We chose a different path, and we designed our system so that it’s up to the maximum of the pump. We cannot occlude the arterial inflow. And we did that with our particular design. So the way we address these real safety concerns is to create a device that you really can’t hurt yourself with. In many ways, it’s kind of idiot proofing for this class of devices.

Kathy Smith: We all need that. Myself included. Thank you. The benefits go so far beyond sports, rehab, recovery. It’s definitely this getting more into the main stream with people thinking about some of these anti-aging, day in and day out aging. Like I said, anti-aging. And that’s what I’m loving about the device for myself. I’m getting tremendous results from it. It’s less work, more benefits, more muscle mass. 

Interestingly enough, I don’t really have much body fat to talk about, but it does give me– we haven’t talked about this, and I’m not sure if this is psychosomatic or not, but when I work out with the bands, I get a boost in my brain similar to when I run or do some aerobic activity. It’s a boost of clarity, focus, and a little bit of just a feel good. I just have kind of a feel good. So I don’t know if there’s another hormonal response there, but that is definitely one of the reasons why I love it.

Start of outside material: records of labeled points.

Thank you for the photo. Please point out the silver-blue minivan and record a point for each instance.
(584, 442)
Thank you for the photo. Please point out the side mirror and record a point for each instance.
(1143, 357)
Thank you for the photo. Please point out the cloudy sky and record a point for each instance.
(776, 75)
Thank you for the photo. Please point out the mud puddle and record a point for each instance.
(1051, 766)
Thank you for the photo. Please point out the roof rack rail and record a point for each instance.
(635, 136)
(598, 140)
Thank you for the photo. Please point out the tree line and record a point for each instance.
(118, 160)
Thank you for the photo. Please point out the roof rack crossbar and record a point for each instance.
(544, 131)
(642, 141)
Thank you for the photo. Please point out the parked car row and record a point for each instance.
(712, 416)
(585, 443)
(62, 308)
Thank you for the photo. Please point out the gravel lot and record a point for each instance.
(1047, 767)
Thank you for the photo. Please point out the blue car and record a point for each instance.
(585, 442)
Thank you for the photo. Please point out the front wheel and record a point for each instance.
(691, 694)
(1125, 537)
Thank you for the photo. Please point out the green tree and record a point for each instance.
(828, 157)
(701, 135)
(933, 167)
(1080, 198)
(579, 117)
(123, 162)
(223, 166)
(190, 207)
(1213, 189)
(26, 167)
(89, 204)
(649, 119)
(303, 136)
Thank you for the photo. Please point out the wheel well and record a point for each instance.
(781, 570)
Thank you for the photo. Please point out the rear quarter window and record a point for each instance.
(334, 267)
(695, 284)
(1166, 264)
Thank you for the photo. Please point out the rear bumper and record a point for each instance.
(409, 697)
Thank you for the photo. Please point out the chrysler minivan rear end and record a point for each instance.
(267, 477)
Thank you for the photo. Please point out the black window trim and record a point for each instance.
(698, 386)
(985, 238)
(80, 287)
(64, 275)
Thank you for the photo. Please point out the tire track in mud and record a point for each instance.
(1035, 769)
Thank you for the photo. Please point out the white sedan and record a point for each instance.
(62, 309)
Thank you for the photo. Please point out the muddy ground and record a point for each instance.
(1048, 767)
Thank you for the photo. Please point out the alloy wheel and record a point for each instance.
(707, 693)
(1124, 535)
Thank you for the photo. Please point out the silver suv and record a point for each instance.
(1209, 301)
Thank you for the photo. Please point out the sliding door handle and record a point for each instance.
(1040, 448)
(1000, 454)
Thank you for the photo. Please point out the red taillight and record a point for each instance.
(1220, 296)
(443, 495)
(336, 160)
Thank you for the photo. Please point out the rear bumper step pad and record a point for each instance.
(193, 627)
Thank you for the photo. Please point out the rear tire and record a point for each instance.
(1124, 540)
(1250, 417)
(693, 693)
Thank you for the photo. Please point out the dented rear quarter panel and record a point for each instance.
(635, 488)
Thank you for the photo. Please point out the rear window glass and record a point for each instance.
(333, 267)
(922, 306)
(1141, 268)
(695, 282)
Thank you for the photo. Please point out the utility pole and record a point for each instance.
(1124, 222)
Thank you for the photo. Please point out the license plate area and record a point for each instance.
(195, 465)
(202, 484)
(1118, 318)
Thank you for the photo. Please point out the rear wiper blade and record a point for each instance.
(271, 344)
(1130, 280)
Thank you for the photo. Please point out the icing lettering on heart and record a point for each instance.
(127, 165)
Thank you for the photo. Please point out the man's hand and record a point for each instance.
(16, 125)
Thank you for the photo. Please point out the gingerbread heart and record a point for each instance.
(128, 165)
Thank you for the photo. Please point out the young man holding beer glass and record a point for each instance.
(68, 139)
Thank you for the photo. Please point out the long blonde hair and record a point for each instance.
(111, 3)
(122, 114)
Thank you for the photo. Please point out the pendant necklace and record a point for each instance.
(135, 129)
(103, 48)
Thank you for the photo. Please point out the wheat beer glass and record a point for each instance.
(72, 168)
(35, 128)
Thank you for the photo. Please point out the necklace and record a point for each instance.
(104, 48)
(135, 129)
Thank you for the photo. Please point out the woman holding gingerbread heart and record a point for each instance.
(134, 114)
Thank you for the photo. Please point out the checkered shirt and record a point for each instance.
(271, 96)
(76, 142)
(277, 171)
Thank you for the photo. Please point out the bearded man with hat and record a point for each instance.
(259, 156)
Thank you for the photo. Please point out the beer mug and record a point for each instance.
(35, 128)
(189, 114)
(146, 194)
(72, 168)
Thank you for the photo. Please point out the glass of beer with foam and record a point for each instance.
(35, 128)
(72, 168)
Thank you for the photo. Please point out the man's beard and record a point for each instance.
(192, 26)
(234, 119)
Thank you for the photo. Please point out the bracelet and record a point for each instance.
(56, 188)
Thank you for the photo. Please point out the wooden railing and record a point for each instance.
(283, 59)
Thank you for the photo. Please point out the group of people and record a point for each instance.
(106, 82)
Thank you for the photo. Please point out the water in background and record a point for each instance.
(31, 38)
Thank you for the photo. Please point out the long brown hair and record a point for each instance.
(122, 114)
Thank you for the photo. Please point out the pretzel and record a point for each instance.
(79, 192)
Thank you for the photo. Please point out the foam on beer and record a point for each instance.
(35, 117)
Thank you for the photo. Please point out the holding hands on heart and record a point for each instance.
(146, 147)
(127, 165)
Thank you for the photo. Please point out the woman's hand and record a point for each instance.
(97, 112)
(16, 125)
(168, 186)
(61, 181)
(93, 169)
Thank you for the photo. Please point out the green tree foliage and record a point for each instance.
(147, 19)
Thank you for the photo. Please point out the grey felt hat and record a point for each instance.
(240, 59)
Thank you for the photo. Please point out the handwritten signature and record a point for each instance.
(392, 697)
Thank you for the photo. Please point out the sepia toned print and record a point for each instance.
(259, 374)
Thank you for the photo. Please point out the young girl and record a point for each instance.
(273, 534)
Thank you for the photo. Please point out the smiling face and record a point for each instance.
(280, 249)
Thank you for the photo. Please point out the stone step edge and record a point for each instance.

Jim Stray-Gundersen: Yeah, that’s tied into that runner’s high. It’s likely to be due to an endorphin release from that. And this endorphin release, we’re not re-inventing humans. We’re just re-creating conditions where humans will do these things. And usually, for this runner’s high, it has to be pretty intense or long-duration running. We just figured out a way to do it with easy jogging.

Kathy Smith: Yeah. Well thank you for everything. I look forward to talking to you soon. I thank you for your time. You’re very generous. This is all fascinating. We’ll make sure we do a follow up. Thanks so much, Jim. I appreciate it.

Jim Stray-Gundersen: Thank you for having me.